C’est un must-have de la métaphysique : l’incontournable distinction cartésienne de l’âme et du corps. D’un côté,
une substance immatérielle dont « l’essence ou la nature n’est que de penser », de l’autre, une chose étendue (res
extensa), une portion divisible de matière. Contemporain de Galilée, qui mathématise la nature, et de l’essor de
l’anatomie moderne, Descartes écrit le corps, et le corps humain en particulier, en langage scientifique. Il compare notre
enveloppe charnelle à une machine ultrasophistiquée qui, une fois ébranlée, se meut parfaitement d’elle-même.

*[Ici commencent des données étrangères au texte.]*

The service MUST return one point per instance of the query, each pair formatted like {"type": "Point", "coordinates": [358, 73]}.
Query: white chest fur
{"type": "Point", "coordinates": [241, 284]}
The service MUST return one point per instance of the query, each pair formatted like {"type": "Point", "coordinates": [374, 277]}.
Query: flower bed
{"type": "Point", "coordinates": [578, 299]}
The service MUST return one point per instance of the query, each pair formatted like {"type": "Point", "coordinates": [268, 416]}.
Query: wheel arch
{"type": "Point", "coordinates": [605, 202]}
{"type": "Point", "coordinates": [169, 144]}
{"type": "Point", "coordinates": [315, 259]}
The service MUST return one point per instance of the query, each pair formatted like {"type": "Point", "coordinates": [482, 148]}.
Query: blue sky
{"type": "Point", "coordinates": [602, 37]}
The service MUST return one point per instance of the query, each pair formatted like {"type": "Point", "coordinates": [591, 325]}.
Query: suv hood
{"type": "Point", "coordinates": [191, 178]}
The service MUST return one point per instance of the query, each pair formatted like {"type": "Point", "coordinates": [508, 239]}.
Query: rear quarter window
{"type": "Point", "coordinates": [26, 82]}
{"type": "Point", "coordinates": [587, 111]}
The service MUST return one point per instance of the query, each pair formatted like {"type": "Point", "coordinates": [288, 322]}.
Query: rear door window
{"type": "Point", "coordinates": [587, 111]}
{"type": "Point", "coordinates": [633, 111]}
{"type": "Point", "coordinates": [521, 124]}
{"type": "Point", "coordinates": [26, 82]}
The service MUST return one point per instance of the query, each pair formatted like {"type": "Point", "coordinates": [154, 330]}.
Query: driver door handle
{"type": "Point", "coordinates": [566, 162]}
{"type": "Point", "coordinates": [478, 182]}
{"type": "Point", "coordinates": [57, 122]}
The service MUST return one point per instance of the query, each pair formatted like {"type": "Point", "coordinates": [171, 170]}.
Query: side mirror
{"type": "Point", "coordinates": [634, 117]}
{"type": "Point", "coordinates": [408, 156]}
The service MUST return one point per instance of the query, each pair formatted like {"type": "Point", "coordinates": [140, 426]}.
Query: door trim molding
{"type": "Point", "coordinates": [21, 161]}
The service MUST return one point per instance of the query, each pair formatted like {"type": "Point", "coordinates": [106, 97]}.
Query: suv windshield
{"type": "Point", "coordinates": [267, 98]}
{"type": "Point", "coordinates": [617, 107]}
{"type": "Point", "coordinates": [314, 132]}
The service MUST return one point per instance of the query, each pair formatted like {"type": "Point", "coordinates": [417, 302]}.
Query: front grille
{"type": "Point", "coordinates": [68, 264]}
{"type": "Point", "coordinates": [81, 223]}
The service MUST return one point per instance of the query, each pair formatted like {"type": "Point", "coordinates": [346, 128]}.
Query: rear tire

L’ensemble des phénomènes physiologiques (la digestion, la respiration ou la vision, étudiées dans le Traité de
l’Homme) se laisse décrire et expliquer par la précision souveraine de relations mécaniques. Cette autonomie du corps
posée, nuançons : la distinction des deux substances n’est pas le fin mot de l’histoire, dans la mesure où Descartes parle
également de leur « union » paradoxale – quand on évoque le « dualisme cartésien », on a un peu trop tendance à jeter
le bébé (l’union) avec l’eau du bain (la distinction). Comme le développe la sixième des Méditations
métaphysiques, j’éprouve comme un fait indubitable que mon âme est « conjointe », qu’elle « compose comme un seul
tout » avec ce corps qui est mien. L’union se révèle si étroite que Descartes refuse de voir en l’âme
le « pilote » d’un « navire » qui serait le corps. Tentante, la métaphore occulte la nature substantielle du lien : le pilote
peut quitter son navire à tout moment et ne crie pas lorsque le mât se brise (sauf s’il se situe juste en dessous) – alors
que mon âme et mon corps sentent, souffrent de concert. Cela dit, en un autre sens, l’âme peut se faire le skipper du
corps… et inversement. Descartes soutient en effet l’existence d’une interaction directe : le corps agit sur l’esprit
(suscitant des passions dans l’âme), et, inversement, l’esprit peut commander le corps : « de cela seul nous avons la
volonté de nous promener, il suit que nos jambes se remuent et que nous marchons » (Les Passions de l’âme). Et pour
cause : selon le philosophe, l’âme a son « siège principal » dans une région du corps, la glande pinéale située « au milieu
du cerveau ». La volonté, action de l’âme, meut ladite glande pour qu’elle communique, viales nerfs ou le sang, l’effet
escompté. Ou comment se rendre comme maître et possesseur de la machine.